Hello, welcome to the sixth edition of the Data Liberation Project’s newsletter. Inside: Hazmat incident data liberated, improvements to prior releases, the latest batch of FOIAs, the DLP’s new email discussion list, and other news from the data-FOIA-sphere.
Not long after the previous DLP Dispatch, the Data Liberation Project released another dataset, this one with 600,000+ hazmat incident reports submitted to the US government from the 1970s through the near-present.
Federal law requires the reporting of spills, explosions, and other safety-endangering incidents involving hazardous materials to the Department of Transportation’s Pipeline and Hazardous Materials Safety Administration (PHMSA).
The reports include details about the location of the incident, mode of transportation, parties involved, hazardous materials involved, causes of failure, fatalities, injuries, financial cost, and more.
PHSMA publishes the submitted reports through an online portal. But the portal is brittle and doesn’t provide a straightforward way to download the full set of submitted reports.
So our repository automates the downloading — and updating — of all data available through the portal.
We’re providing bulk, downloadable data in the form of monthly CSV files. And, thanks to recent efforts by Data Liberation Project volunteer Michael Nolan, you can also keep track of newly-available reports via RSS feeds for the nation and for each state.
The DLP’s previously-released datasets also continue to get better(!):
We’ve continued to make the EPA Risk Management Program data more useful and easier to understand. The simplified spreadsheets now include facilities’ industry (NAICS) codes and de-registration dates. The spreadsheets and documentation also now reflect our improved understanding of the database’s various latitude/longitude coordinates, thanks to an email response from EPA.

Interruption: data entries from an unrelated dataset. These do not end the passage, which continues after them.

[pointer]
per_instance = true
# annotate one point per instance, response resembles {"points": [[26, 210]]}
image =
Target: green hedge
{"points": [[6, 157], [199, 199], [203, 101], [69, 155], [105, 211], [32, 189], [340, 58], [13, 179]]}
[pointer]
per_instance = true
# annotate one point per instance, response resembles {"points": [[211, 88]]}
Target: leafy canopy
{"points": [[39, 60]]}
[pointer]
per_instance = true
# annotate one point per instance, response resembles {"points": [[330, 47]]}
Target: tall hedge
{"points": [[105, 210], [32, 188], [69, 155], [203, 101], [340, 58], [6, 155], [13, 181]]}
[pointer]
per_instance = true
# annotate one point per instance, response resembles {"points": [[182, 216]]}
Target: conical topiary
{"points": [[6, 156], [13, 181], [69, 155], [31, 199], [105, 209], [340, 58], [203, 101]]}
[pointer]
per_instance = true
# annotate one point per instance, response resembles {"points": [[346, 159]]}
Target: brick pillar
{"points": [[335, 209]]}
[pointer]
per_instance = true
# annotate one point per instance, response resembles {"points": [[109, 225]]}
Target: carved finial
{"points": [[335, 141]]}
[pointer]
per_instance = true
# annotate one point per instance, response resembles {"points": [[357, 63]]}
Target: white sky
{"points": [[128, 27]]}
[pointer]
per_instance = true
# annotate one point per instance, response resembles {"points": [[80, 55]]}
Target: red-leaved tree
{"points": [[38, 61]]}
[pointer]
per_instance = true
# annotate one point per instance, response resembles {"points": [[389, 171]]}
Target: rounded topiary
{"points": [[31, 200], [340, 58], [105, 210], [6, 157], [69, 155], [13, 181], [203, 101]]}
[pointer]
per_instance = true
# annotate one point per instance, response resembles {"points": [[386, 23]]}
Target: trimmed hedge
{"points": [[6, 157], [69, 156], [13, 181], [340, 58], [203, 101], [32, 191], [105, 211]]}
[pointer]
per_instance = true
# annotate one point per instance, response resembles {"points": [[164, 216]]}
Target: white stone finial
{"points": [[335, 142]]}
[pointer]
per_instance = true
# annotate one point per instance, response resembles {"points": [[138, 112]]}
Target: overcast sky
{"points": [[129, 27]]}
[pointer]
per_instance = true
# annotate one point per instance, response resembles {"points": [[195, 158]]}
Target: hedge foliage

We’ve expanded the data we’re extracting from Animal Welfare Act inspection PDFs, thanks to efforts by DLP volunteer Gustav Cappaert. Report dates (as distinct from inspection dates) are now in our extracted dataset, and the full text and headings of the reports are on their way. Ben Welsh, co-maintainer of the data pipeline, also added an RSS feed of inspections with “critical” violations, and has been highlighting notable entries.
You can read more about each request via the links above. If you have any questions about them, please do ask.
A few people have asked about communicating with fellow Data Liberation Project contributors, aspiring contributors, and other members of the DLP community. I think it’s a great idea, and have created an email discussion list (hosted by Google Groups) to try facilitating those conversations. Click here to join.
Earlier this year, the Second Circuit published an opinion very helpful for FOIAs seeking data.
Databases often, by necessity, use unique identifiers to cross-reference information in one table with information in another. The particular identifiers don’t matter so much as their consistency across data tables. They could be, and often are, just random (or auto-incremented) numbers and/or letters.
But sometimes database maintainers use IDs that, themselves, carry some meaning. Such is the situation with Immigration and Customs Enforcement’s Enforcement Integrated Database (EID), which connects some tables based on an immigrants’ “A-Numbers” — identifiers that ICE considers to be personally-identifiable information and, thus, exempt from disclosure.
In 2018, the American Civil Liberties Union filed a FOIA request to ICE seeking certain slices of the EID. They asked that ICE replace the A-Numbers with anonymized unique IDs, which the agency declined to do. In court, ICE argued that doing so would constitute the creation of new records, and thus was beyond the scope of their FOIA obligations.
The Second Circuit opinion rejects ICE’s argument: “A government agency cannot make an exempt record [...] the sole ‘key’ or ‘code’ necessary to access nonexempt records in a particular manner; itself use the exempt record to obtain non-exempt records in that manner; and then invoke the record’s exempt status to deny the public similar access to the nonexempt records.”
Rather, per the opinion, “FOIA’s broad disclosure policy obligates the agency to substitute a different code in order to afford the public non-exempt records in the same manner as they are available to the agency.”
(Thanks to Shawn Musgrave for bringing the opinion to my attention.)